Demande de protection révoquée

Mais le dossier est transféré à un autre procureur. Là, avec l’aval du procureur général Olivier Jornot, la demande de protection n’est pas maintenue : toute la procédure s’est déroulée en Algérie, les menaces et l’agression ne sont pas suffisamment graves pour mettre en place cette mesure.

L’avocat genevois de ce témoin, Me Jordan, a alors fait appel. Mais la Chambre pénale d’appel de Genève confirme cette décision : pas de protection des témoins pour Hamdi. Romain Jordan est indigné. « Je vois que mon client n’est pas protégé, il est menacé, il a été agressé. Et je trouve cette situation insupportable», explique l’avocat.

Le cas Hamdi n’est pas isolé. Il y a quelques années, Olivier Jornot n’accordait pas de protection dans une affaire d’attaque de fourgon blindé. A l’époque, la police avait recruté un ancien bandit comme informateur. Grâce à son aide, des arrestations ont eu lieu. Mais selon son avocat, l’informateur a ensuite dû révéler son identité à la justice française et, depuis, les gangsters s’en prennent à sa vie.

Sentiment d’abandon

« Dans des cas aussi graves, c’est le devoir de protection qui prime. Un devoir de l’Etat qui a bénéficié auparavant de témoignages. Qu’on les laisse tomber comme ça, je trouve ça choquant», déclare M. Romain Jordan. La SRF a demandé à plusieurs reprises des entretiens avec le procureur général de Genève, sans réponse.

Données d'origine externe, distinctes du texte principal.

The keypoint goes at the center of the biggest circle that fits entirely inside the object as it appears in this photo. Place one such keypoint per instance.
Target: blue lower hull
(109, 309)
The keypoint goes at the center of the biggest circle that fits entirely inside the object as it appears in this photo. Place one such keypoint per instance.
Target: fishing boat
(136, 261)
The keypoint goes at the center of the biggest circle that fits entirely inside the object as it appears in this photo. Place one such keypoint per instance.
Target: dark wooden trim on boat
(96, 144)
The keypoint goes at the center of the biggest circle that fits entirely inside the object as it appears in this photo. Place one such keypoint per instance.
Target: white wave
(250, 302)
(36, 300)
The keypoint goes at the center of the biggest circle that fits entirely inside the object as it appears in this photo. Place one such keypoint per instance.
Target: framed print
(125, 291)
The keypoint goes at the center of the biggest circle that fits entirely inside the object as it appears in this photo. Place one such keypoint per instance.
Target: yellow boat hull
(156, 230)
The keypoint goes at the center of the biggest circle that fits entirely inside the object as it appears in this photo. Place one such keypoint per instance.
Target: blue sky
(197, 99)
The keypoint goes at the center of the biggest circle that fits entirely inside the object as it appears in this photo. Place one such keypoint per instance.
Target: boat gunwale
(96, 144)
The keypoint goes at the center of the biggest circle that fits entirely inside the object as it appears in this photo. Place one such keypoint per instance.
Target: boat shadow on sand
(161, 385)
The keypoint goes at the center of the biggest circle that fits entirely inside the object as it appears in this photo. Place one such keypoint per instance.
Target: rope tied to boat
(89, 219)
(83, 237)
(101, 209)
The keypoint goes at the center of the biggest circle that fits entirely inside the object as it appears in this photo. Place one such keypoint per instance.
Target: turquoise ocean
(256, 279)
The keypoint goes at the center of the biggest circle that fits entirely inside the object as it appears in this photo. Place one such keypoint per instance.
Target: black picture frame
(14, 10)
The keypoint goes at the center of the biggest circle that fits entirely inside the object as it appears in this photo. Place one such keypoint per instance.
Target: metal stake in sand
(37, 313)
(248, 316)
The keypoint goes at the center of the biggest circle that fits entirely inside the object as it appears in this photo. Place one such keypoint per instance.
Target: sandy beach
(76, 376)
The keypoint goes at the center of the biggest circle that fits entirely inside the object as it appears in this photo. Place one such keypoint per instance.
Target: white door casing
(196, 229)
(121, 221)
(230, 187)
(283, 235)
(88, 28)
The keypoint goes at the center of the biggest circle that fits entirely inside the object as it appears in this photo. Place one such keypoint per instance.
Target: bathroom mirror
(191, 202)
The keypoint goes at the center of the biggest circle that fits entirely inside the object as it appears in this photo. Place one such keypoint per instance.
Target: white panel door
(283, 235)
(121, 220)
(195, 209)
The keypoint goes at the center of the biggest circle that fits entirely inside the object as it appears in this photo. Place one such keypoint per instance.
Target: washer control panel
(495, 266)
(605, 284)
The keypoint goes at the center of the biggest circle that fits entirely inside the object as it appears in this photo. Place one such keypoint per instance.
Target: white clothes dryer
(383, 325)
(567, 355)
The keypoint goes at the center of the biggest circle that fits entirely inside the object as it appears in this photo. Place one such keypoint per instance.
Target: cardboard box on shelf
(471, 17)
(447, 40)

Mohammed Hamdi est amer. «Je n’aiderai plus jamais la justice genevoise. Si je savais quelque chose aujourd’hui, je ne le signalerais pas à la police, car on ne peut pas leur faire confiance. La justice genevoise m’a promis une protection, mais elle n’a pas tenu sa promesse. Je ne m’attendais pas à ça», regrette-t-il.

La Suisse n’accorde pas plus de trois ou quatre cas de protection des témoins par an. Mais les enjeux n’en demeurent pas moins importants.